The honest framework: an agent earns their fee through pricing accuracy, negotiation, and deal management. If you can genuinely replicate those three things, consider the alternatives. Most people can't — and the data shows most people know it.

How to Find the Right Agent

Once you've decided to hire an agent, the variable that matters most is which one. Interview at least two or three. Ask how many transactions they closed in the last twelve months, in your area and price range. Ask listing agents for their average days-on-market and list-to-sale price ratio; ask buyer's agents how they win competitive offers. Get the commission and the agency agreement terms in writing — and negotiate them.

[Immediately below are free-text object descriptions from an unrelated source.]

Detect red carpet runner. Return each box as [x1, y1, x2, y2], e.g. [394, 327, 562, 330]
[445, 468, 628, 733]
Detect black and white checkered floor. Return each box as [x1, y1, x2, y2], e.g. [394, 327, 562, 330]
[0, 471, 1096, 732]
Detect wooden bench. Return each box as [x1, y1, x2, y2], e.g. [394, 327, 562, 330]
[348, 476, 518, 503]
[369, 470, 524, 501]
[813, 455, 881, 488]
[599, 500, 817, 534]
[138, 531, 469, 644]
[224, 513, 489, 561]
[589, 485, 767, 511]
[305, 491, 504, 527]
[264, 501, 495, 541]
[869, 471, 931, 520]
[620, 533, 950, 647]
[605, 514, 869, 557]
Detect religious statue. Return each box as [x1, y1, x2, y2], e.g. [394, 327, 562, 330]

That's also exactly why we built Top10RE's town-by-town agent rankings: rather than picking from a yard sign or a search ad, you can compare the top-performing agents in your market on actual production. Start with our guides and rankings on the Top10RE blog and drill into your town's page to see who's earning their commission near you.

Frequently Asked Questions

What does a real estate agent do for a buyer? A buyer's agent finds and shows homes that match your criteria, analyzes comparable sales to guide your offer, drafts and negotiates the purchase contract, coordinates inspections and appraisals, tracks contingency deadlines, and manages the closing process. Since August 17, 2024, NAR rules require you to sign a written buyer-agency agreement before touring homes with an agent.

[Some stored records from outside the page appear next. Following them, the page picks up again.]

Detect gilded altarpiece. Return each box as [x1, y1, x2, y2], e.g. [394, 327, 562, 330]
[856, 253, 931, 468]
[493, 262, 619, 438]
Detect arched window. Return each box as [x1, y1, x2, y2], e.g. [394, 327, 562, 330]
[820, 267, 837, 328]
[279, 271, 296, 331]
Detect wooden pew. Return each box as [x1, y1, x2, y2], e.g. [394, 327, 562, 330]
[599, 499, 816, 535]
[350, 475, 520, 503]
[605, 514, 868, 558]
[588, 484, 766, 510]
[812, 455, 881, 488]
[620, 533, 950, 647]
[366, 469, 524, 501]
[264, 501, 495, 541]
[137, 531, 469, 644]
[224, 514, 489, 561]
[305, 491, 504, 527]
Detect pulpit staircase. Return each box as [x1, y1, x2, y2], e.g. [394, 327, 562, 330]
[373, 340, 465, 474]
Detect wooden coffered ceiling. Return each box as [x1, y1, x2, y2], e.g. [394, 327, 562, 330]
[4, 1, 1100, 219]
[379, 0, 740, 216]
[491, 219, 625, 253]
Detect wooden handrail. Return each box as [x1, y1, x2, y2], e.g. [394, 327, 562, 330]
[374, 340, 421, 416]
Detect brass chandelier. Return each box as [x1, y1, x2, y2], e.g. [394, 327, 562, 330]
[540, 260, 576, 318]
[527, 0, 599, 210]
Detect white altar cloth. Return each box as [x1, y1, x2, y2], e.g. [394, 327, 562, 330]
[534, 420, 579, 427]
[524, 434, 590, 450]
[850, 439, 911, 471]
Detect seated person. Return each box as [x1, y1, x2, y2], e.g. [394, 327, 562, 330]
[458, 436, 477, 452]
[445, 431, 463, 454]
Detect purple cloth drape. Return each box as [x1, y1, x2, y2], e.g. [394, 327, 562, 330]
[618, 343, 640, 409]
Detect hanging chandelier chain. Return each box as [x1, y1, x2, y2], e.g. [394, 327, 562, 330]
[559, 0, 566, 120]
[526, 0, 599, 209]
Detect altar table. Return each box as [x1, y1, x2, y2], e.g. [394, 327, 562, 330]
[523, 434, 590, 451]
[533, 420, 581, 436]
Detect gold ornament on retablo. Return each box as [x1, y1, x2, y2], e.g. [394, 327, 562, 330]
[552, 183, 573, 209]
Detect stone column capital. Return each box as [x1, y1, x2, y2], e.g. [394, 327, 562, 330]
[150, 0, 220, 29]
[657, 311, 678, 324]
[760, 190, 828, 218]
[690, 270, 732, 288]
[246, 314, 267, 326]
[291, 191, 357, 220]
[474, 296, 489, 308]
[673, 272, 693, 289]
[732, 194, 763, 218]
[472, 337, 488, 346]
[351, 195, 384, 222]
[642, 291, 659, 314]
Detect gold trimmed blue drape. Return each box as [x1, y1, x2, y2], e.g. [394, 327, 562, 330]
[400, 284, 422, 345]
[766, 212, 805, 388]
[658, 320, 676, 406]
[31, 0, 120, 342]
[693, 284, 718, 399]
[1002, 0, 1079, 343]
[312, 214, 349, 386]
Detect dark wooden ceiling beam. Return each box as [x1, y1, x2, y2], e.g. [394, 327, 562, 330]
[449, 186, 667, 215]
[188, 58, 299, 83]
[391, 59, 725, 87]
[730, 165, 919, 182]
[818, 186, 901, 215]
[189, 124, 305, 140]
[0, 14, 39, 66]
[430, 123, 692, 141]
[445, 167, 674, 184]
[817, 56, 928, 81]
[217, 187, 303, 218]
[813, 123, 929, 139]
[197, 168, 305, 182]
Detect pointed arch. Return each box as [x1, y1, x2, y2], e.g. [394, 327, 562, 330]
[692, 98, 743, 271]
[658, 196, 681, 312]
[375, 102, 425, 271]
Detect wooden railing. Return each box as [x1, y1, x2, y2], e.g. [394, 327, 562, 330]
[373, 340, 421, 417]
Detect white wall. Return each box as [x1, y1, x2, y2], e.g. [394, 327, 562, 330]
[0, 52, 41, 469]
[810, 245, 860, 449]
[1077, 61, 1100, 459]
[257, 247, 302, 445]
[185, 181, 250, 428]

What does a listing agent do for a seller? A listing agent prices your home using a comparative market analysis, advises on repairs and staging, markets the property through the MLS and their network, manages showings and open houses, vets offers and buyer financing, negotiates price and repair requests, and coordinates everything through closing.

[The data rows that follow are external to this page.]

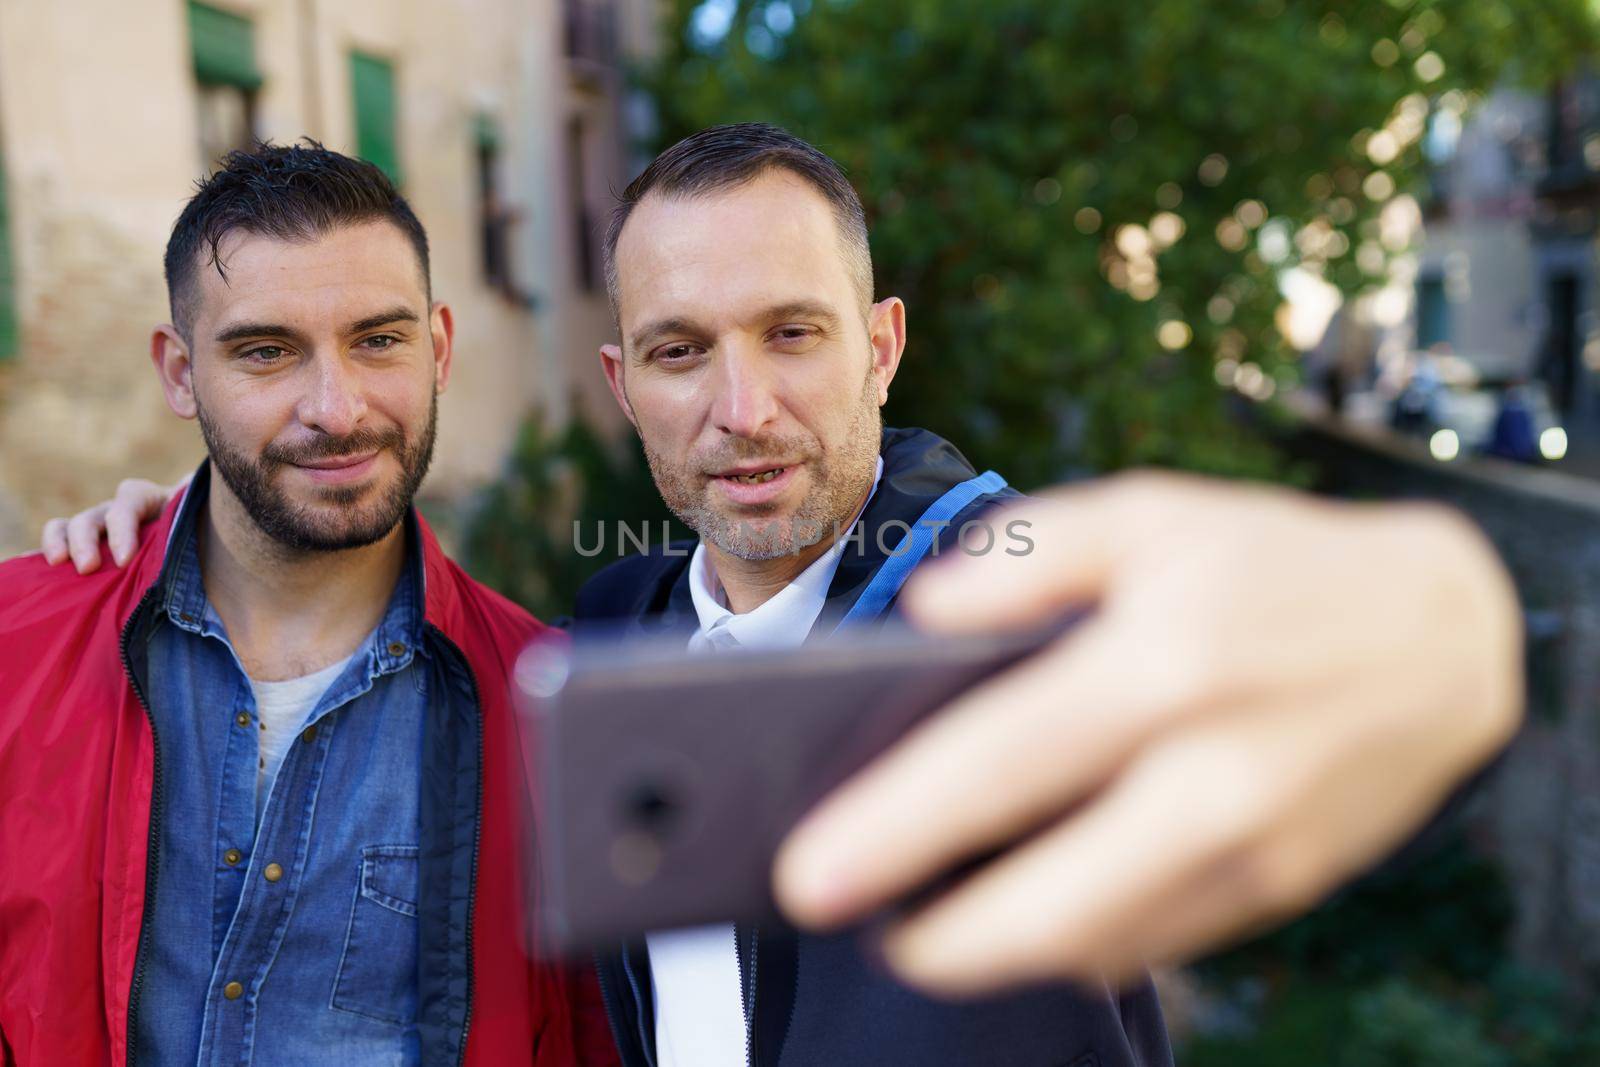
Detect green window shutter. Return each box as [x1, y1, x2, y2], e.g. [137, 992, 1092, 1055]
[188, 2, 262, 89]
[1416, 275, 1450, 348]
[350, 52, 401, 186]
[474, 112, 500, 152]
[0, 133, 17, 362]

How do real estate agents get paid? By commission, paid at closing as a percentage of the sale price. Under post-settlement rules, commissions are fully negotiable and no longer set through the MLS: sellers aren't required to cover the buyer's agent fee, and buyers agree to their agent's compensation in writing upfront. According to a Clever survey reported by Kiplinger, total commissions average about 5.7% in 2026.

What's the difference between a real estate agent and a Realtor? A real estate agent holds a state license to represent buyers and sellers. A Realtor is an agent or broker who is also a member of the National Association of Realtors and agrees to follow its Code of Ethics. It's a membership designation, not a higher level of licensing.

Can the same agent represent the buyer and the seller? Sometimes — it's called dual agency, and it's restricted or banned in some states. Where allowed, it typically requires written consent from both parties. Understand the trade-off first: a dual agent can't fully advocate for either side on price, because negotiating you down helps their other client. Many people prefer separate representation for exactly that reason.

Do you need a real estate agent to buy a house? No — there's no legal requirement. But according to NAR's 2025 Profile of Home Buyers and Sellers, 88% of buyers purchased through an agent, whose comp analysis, negotiation, and contract management protect you in the largest purchase most people ever make. If you skip one, have a real estate attorney review the contract.

How much do real estate agents make? According to the Bureau of Labor Statistics, the median real estate sales agent earned $56,320 per year as of May 2024. Pay varies widely: the bottom 10% earned under $31,940, while the top 10% earned over $125,140.

The Bottom Line

A real estate agent's job is bigger than unlocking doors: pricing analysis, marketing or search strategy, negotiation, and deal management from contract to closing. The 2024 NAR settlement changed how that work gets paid for — buyer-agency agreements are now required in writing, and every commission is negotiable — but it didn't change the underlying value: agent-assisted sales commanded a median of $425,000 versus $360,000 for FSBO in NAR's 2025 Profile, and a record 91% of sellers used an agent. The real question isn't whether to hire an agent — it's which one. Compare top performers in your market, interview more than one, negotiate the fee in writing, and make the commission work for you.